Scientific classification
- Kingdom: Animalia
- Phylum: Chordata
- Class: Amphibia
- Order: Anura
- Family: Rhacophoridae
- Genus: Philautus
- Species: P. bunitus
- Binomial name: Philautus bunitus Inger, Stuebing & Tan, 1995

= Philautus bunitus =

- Authority: Inger, Stuebing & Tan, 1995
- Conservation status: LC

Species of frog

Philautus bunitus is a species of frog in the family Rhacophoridae.
It is endemic to Malaysian Borneo and inhabits subtropical or tropical moist lowland forests and subtropical or tropical moist montane forests and is threatened by habitat loss.

==Description==
Relatively large sized adults (SVL of male: up to 41 mm; female up to 46 mm). Stocky in habit. Finger tips with rounded discs. Webbing in the base of fingers rudimentary. Supratympanic fold distinct. Hind feet with moderate webbing. Toe tips with dilated discs. Skin sparsely granular on dorsum. Small spinular projections on upper eyelids. Ventral side granular. Coloration variable. Generally green with black spots or stripes. Venter uniformly lemon yellow turning bright orange towards the vent. Iris brownish with black vermiculations. Inner and outer sides of thigh and tarsus bright orange.

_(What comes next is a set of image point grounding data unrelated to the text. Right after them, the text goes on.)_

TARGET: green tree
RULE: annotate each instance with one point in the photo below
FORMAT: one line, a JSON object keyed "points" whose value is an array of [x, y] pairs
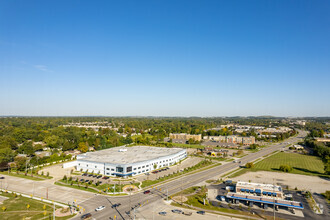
{"points": [[249, 165], [82, 147], [285, 168]]}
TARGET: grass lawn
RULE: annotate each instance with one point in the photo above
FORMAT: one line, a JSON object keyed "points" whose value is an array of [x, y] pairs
{"points": [[301, 164], [92, 188], [28, 176], [205, 164], [16, 208]]}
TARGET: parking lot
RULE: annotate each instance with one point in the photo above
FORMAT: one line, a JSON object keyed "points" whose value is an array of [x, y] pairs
{"points": [[153, 211]]}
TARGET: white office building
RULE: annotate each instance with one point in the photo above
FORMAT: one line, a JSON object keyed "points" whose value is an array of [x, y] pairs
{"points": [[129, 161]]}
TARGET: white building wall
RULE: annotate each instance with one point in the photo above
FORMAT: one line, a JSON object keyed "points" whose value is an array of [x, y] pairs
{"points": [[138, 168]]}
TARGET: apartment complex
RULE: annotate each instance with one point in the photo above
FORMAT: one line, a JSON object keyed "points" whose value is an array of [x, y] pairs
{"points": [[233, 139], [184, 136]]}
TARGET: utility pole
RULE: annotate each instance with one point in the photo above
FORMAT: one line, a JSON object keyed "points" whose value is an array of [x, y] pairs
{"points": [[54, 211], [273, 198]]}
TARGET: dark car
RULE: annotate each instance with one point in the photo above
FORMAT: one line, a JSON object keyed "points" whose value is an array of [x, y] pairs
{"points": [[115, 205], [187, 213], [201, 212], [178, 211], [86, 216]]}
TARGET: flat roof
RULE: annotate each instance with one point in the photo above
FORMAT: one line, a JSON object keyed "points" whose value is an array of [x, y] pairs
{"points": [[269, 187], [128, 155]]}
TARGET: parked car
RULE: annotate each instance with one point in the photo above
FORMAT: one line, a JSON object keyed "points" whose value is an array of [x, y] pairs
{"points": [[187, 213], [115, 205], [86, 216], [201, 212], [178, 211], [100, 208]]}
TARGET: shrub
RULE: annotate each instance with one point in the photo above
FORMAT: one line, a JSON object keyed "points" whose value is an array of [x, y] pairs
{"points": [[249, 165]]}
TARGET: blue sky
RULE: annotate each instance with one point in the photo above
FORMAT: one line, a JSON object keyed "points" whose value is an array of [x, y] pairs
{"points": [[165, 58]]}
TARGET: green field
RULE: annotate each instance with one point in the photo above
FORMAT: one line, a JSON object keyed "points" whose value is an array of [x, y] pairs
{"points": [[301, 164], [16, 208]]}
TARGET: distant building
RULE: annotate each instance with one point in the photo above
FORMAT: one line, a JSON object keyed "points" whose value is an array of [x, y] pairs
{"points": [[43, 153], [184, 136], [322, 139]]}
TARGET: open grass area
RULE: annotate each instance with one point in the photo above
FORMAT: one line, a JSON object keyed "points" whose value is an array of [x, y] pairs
{"points": [[188, 145], [28, 176], [205, 164], [16, 208], [92, 188], [301, 164]]}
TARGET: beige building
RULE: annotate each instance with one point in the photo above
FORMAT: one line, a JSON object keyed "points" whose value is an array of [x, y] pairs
{"points": [[184, 136]]}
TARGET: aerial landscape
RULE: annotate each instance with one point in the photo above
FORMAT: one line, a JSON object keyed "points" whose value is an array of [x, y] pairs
{"points": [[202, 110]]}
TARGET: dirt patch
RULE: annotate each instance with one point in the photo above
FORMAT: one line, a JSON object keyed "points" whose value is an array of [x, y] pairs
{"points": [[302, 182]]}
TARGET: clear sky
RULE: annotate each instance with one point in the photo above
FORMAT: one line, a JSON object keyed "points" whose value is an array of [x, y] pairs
{"points": [[165, 58]]}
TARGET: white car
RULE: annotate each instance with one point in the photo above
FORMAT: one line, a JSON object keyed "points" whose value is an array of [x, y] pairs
{"points": [[100, 208]]}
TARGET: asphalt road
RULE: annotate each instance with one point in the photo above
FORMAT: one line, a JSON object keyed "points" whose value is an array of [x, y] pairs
{"points": [[121, 212]]}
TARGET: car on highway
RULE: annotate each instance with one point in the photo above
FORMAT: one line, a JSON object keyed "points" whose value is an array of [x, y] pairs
{"points": [[86, 216], [100, 208], [115, 205], [201, 212], [187, 213], [177, 211], [162, 213]]}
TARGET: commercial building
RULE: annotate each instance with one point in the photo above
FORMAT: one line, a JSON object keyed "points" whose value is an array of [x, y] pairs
{"points": [[184, 136], [129, 161], [262, 194], [231, 139]]}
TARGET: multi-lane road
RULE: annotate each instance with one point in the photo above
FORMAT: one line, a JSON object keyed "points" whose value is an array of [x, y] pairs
{"points": [[174, 186]]}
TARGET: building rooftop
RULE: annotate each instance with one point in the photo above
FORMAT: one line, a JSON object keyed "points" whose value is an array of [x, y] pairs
{"points": [[126, 155], [269, 187]]}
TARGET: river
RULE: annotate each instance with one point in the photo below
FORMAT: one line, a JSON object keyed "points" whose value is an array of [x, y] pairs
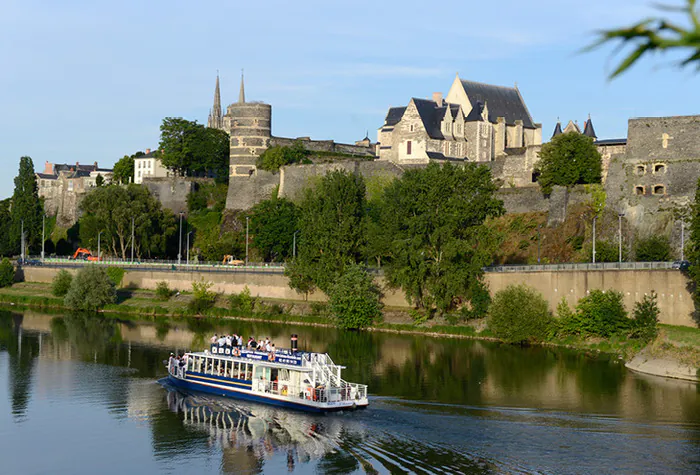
{"points": [[86, 395]]}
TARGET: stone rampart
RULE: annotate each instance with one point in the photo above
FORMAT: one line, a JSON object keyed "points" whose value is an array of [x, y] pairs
{"points": [[675, 302]]}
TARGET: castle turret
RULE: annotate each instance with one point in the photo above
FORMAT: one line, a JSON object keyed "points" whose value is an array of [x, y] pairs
{"points": [[216, 120]]}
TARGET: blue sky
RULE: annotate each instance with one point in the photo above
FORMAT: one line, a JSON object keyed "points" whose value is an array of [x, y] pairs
{"points": [[84, 81]]}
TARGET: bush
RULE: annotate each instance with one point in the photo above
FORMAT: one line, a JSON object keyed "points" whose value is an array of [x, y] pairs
{"points": [[519, 314], [91, 289], [61, 283], [7, 273], [116, 274], [354, 299], [242, 302], [653, 249], [202, 299], [600, 313], [645, 325], [163, 291]]}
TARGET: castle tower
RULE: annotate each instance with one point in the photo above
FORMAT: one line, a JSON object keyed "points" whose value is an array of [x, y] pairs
{"points": [[215, 120], [250, 126]]}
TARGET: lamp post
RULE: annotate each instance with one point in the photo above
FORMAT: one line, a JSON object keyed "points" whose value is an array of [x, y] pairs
{"points": [[179, 246], [247, 222], [619, 232], [294, 244], [594, 218], [188, 247]]}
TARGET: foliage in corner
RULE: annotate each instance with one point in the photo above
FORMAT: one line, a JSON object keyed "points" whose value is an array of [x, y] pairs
{"points": [[519, 314], [91, 289], [355, 299]]}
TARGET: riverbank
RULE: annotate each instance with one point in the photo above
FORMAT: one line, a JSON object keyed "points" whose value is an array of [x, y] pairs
{"points": [[675, 353]]}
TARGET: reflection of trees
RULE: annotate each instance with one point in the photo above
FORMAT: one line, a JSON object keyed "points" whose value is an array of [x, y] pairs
{"points": [[22, 353]]}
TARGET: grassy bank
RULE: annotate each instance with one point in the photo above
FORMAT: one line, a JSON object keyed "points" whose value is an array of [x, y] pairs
{"points": [[681, 343]]}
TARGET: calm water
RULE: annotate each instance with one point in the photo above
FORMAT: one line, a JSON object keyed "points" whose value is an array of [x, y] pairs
{"points": [[82, 395]]}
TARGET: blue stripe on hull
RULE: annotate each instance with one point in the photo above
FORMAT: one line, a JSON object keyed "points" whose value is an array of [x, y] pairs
{"points": [[191, 385]]}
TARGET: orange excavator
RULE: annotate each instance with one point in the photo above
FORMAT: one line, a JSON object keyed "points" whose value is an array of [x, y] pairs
{"points": [[84, 254]]}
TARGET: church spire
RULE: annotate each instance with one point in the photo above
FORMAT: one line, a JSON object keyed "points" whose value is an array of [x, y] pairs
{"points": [[215, 115], [241, 94]]}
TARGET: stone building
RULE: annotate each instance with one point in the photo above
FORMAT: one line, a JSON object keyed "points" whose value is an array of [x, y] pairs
{"points": [[475, 122], [249, 124], [149, 166], [62, 186]]}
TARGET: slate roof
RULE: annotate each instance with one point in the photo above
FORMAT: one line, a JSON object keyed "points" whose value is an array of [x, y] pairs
{"points": [[394, 115], [431, 115], [502, 102], [588, 129]]}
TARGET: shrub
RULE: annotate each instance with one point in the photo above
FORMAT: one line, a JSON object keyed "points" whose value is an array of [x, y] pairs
{"points": [[91, 289], [61, 283], [116, 274], [202, 299], [645, 325], [653, 249], [163, 291], [519, 314], [354, 299], [600, 313], [7, 273]]}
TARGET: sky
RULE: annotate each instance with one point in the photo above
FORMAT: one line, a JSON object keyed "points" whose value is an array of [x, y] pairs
{"points": [[85, 81]]}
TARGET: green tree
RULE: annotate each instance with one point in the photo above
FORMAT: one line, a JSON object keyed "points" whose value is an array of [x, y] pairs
{"points": [[124, 170], [7, 273], [61, 283], [434, 218], [653, 249], [569, 159], [110, 209], [273, 224], [355, 299], [331, 231], [519, 314], [91, 289], [657, 35], [26, 208]]}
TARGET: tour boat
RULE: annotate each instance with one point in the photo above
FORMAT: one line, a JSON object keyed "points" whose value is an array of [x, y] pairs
{"points": [[286, 377]]}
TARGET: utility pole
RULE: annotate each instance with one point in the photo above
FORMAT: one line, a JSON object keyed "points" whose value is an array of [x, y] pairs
{"points": [[594, 218], [619, 233], [179, 246], [247, 222], [43, 230], [132, 239]]}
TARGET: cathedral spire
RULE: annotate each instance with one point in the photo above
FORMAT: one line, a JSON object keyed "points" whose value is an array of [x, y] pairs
{"points": [[215, 114], [241, 94]]}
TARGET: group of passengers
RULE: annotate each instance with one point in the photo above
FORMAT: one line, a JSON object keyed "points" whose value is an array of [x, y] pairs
{"points": [[236, 341]]}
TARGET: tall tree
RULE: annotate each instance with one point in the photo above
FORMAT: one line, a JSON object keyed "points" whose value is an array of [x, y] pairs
{"points": [[273, 224], [569, 159], [658, 35], [434, 219], [331, 231], [26, 208], [110, 209]]}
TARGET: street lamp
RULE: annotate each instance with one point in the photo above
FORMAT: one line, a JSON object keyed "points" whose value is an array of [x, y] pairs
{"points": [[619, 232], [188, 247], [179, 246], [247, 222]]}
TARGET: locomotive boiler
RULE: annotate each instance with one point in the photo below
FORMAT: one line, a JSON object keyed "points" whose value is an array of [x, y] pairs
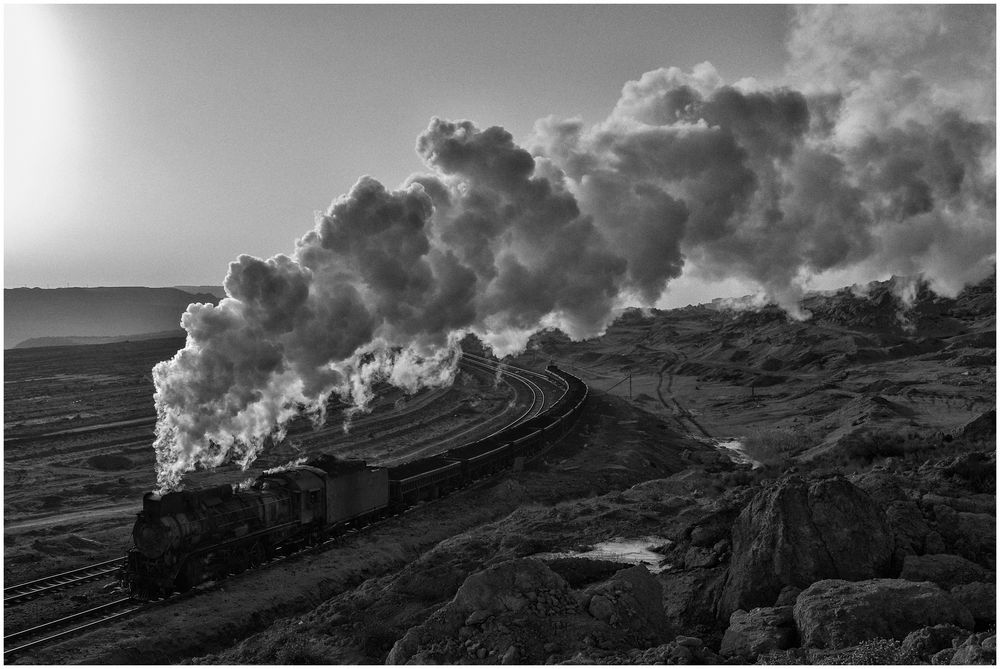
{"points": [[186, 537]]}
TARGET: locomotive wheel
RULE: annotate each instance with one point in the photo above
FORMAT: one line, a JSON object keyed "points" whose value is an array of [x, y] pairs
{"points": [[255, 555], [189, 576]]}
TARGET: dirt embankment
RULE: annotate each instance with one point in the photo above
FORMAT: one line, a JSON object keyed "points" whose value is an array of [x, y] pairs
{"points": [[882, 427]]}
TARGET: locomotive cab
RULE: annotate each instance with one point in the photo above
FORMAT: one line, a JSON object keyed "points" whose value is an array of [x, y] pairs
{"points": [[306, 486]]}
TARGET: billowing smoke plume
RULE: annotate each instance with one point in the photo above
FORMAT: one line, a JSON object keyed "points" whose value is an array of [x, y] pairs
{"points": [[877, 155]]}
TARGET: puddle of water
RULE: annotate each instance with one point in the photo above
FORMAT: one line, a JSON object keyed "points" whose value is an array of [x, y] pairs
{"points": [[733, 447], [628, 551]]}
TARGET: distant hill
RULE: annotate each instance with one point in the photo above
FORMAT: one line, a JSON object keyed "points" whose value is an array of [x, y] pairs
{"points": [[218, 291], [83, 313], [39, 342]]}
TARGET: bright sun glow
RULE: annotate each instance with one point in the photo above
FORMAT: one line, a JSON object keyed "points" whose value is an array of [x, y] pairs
{"points": [[40, 112]]}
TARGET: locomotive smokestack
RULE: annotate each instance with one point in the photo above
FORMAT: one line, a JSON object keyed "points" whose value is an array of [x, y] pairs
{"points": [[857, 164]]}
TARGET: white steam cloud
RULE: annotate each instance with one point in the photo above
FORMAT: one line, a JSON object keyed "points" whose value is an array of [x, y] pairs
{"points": [[877, 154]]}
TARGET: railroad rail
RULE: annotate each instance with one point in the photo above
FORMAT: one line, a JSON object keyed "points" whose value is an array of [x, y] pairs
{"points": [[22, 592], [99, 614], [53, 630]]}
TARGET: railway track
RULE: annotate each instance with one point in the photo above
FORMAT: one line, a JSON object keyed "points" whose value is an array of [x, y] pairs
{"points": [[22, 592], [53, 630]]}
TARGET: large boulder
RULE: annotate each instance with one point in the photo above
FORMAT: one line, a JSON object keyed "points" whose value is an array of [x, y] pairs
{"points": [[908, 526], [508, 588], [944, 569], [757, 631], [980, 599], [796, 533], [926, 642], [976, 649], [971, 535], [836, 613]]}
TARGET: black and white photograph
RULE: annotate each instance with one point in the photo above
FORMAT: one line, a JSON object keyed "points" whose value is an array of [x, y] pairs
{"points": [[496, 334]]}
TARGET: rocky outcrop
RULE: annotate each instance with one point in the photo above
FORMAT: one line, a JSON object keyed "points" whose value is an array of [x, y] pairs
{"points": [[908, 527], [945, 570], [521, 612], [971, 535], [976, 649], [926, 642], [796, 533], [981, 601], [757, 631], [837, 613]]}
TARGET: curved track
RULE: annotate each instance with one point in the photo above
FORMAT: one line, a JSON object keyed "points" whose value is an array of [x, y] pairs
{"points": [[56, 629]]}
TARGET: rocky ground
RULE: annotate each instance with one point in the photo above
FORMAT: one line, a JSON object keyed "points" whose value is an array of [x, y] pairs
{"points": [[860, 529]]}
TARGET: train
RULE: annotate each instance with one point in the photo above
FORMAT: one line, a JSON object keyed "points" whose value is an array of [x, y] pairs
{"points": [[183, 538]]}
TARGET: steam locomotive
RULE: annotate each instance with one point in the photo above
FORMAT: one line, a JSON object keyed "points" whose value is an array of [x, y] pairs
{"points": [[187, 537]]}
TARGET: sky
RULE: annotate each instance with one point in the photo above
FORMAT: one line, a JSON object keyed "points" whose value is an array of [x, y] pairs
{"points": [[153, 144]]}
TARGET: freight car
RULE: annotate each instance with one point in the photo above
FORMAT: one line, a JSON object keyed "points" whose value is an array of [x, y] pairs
{"points": [[184, 538]]}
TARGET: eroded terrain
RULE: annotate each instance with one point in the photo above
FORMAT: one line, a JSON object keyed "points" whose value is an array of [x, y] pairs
{"points": [[871, 415]]}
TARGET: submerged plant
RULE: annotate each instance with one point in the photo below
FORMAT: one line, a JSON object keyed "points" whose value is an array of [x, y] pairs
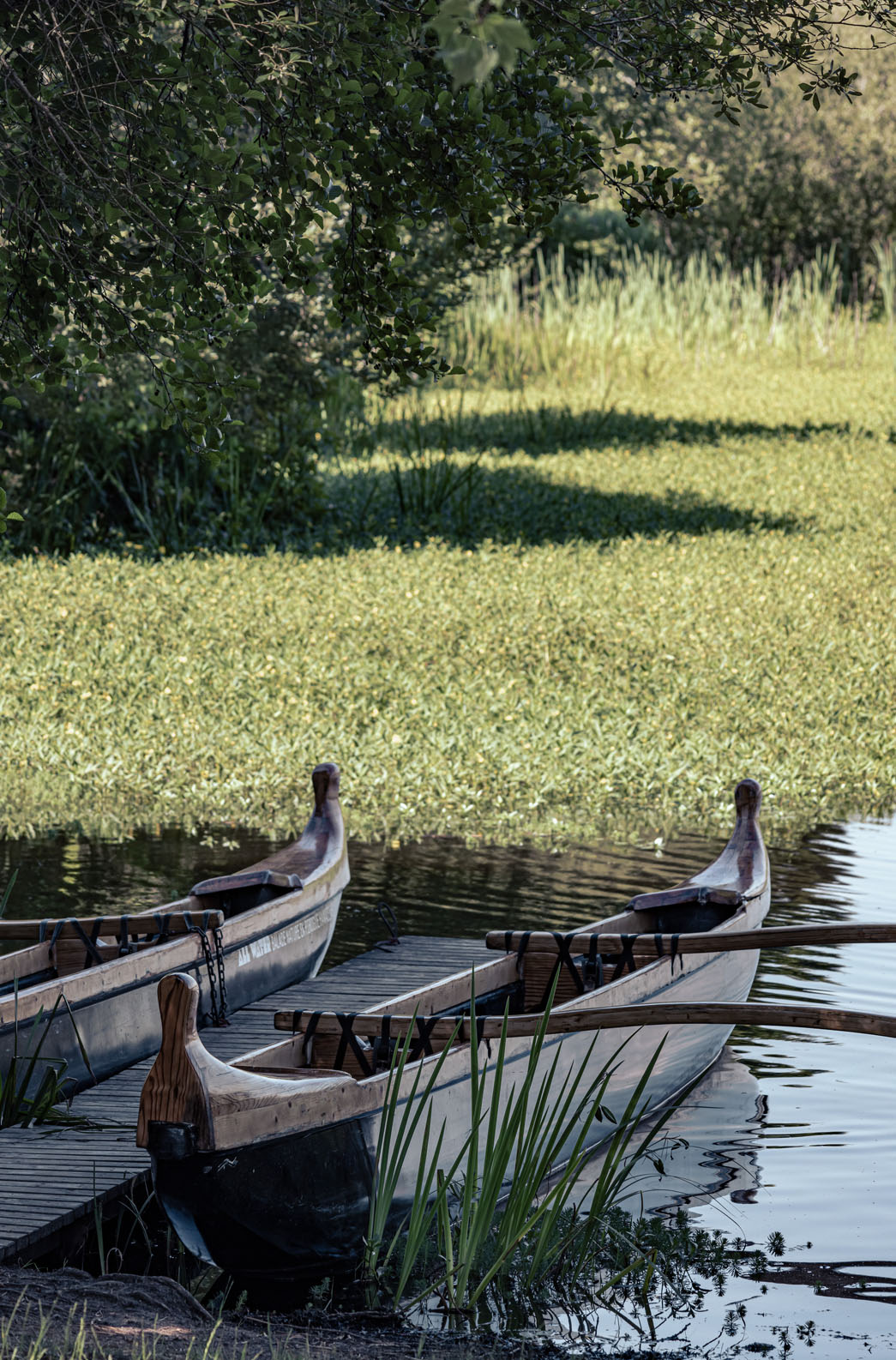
{"points": [[33, 1084], [501, 1218]]}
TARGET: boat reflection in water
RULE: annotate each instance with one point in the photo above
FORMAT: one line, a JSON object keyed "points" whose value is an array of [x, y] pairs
{"points": [[708, 1148]]}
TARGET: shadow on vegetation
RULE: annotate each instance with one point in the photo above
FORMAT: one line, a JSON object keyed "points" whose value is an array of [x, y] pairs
{"points": [[518, 505], [545, 430]]}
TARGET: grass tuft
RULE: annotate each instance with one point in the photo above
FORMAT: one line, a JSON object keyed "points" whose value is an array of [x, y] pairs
{"points": [[584, 600]]}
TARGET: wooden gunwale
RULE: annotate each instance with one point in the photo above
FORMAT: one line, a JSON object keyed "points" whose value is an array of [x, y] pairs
{"points": [[302, 919]]}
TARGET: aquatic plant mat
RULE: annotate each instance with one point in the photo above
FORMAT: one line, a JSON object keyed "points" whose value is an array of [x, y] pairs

==Distribution, natural history and ecology==
It occurs in Mount Kinabalu in western Sabah. It is restricted to elevations of 1000 to 1900 m amsl. It tends to perch 2–5 meters above ground level, so people tend to hear this frog rather that see it. In some areas, this frog is part of ecotourism.

Scientists believe this frog undergoes direct development with no free-swimming tadpole stage.